Single-agent rooms or explicitly targeted audio

If only one eligible agent is visible, that agent responds directly to the normalized audio event. If the audio caption or transcript explicitly mentions an agent, that targeted agent responds directly as well. In these cases, the router does not post an extra visible routing handoff. The transcript or fallback text is used internally for dispatch, not echoed to the room as a separate message. If voice.visible_router_echo is enabled, the router still posts a display-only copy of the normalized voice text, but agents ignore that echo and continue responding to the original audio event.

Multi-agent rooms where the router must choose

If multiple agents are available and the audio does not already target one of them, the router uses the normalized text to do the usual routing step. The router then posts a normal handoff message such as @home could you help with this?. The selected agent responds to that router handoff, and the handoff carries the original audio attachment metadata forward. This is the case where a visible router message appears. If voice.visible_router_echo is also enabled, the router first posts the normalized voice text as a display-only echo and then posts the normal handoff.
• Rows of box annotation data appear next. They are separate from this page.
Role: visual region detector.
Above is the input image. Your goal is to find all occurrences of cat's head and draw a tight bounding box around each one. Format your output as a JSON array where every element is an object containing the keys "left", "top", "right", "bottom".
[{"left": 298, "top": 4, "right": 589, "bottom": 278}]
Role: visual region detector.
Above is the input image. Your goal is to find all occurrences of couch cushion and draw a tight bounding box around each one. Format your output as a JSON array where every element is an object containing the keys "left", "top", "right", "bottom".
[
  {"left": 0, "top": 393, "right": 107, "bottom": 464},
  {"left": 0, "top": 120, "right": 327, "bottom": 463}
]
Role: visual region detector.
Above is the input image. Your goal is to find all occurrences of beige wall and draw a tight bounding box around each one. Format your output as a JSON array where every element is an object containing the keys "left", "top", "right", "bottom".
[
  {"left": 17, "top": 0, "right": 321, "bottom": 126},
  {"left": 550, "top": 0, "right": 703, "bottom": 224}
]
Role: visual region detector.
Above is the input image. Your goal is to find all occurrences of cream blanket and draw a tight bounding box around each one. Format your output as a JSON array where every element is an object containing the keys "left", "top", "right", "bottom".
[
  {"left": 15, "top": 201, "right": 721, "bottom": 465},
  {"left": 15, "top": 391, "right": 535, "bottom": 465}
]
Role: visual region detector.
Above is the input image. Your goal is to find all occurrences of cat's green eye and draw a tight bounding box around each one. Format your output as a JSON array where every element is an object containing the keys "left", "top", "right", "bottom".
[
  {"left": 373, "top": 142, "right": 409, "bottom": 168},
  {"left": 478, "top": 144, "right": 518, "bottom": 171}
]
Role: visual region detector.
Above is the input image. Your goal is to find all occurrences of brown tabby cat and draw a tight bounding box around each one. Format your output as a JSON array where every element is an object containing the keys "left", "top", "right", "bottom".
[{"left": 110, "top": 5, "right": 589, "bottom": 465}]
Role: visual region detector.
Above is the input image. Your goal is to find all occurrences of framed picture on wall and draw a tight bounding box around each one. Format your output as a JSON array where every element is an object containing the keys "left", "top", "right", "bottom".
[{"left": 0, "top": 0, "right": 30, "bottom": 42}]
No router, or router cannot reply

Audio still works when the router is absent. In that case, agents handle the normalized audio directly using the same mention, thread, and permission rules as normal text messages. The same direct handling also applies when the router is present but is not allowed to reply to the original sender. In these cases, there is no visible router echo because the router does not handle the event. If multiple eligible agents remain and the audio does not already target one of them, there is no automatic handoff until the user mentions an agent.

Visibility rule

MindRoom does not automatically post the transcript to the room. A visible router message appears only when the router must disambiguate between multiple eligible responders. If the responder is already clear from room shape, thread context, or explicit targeting, the chosen agent replies directly without an extra router message. Setting voice.visible_router_echo: true adds a visible router-authored echo of the normalized voice text when the router is actually allowed to process the event, without changing which event agents actually answer.

Attachment access

The original audio is always registered as a context-scoped attachment before dispatch continues. That means the responding agent can inspect the file directly, use audio-capable models, or fetch it later with the attachments tool. This is true whether the prompt came from a transcript, a fallback message, or a router handoff.

Matrix Integration

Voice messages in Matrix are:

  • Detected as RoomMessageAudio or RoomEncryptedAudio events
  • Downloaded from the Matrix media server
  • Decrypted if end-to-end encrypted (using the encryption key from the event)
  • Registered as audio attachments before dispatch
  • Sent to the STT service via the OpenAI-compatible API when transcription is enabled
  • Normalized once per room and thread context, even though multiple bots may observe the event

Audio callbacks are registered on all bots because audio now follows the shared media pipeline. Shared normalization prevents repeated download and STT work for the same event. Reply-permission checks still use the original human sender, not a later router relay.

Environment Variables

Variable Description
OPENAI_API_KEY For OpenAI Whisper API (used as fallback if no api_key configured)

Text-to-Speech Tools

MindRoom also supports text-to-speech (TTS) through agent tools. These are separate from voice message transcription and allow agents to generate audio responses:

  • OpenAI - Speech synthesis via openai tool
  • ElevenLabs - High-quality AI voices and sound effects via eleven_labs tool
  • Cartesia - Voice AI with optional voice localization via cartesia tool
  • Groq - Fast speech generation via groq tool

See the Tools documentation for configuration details.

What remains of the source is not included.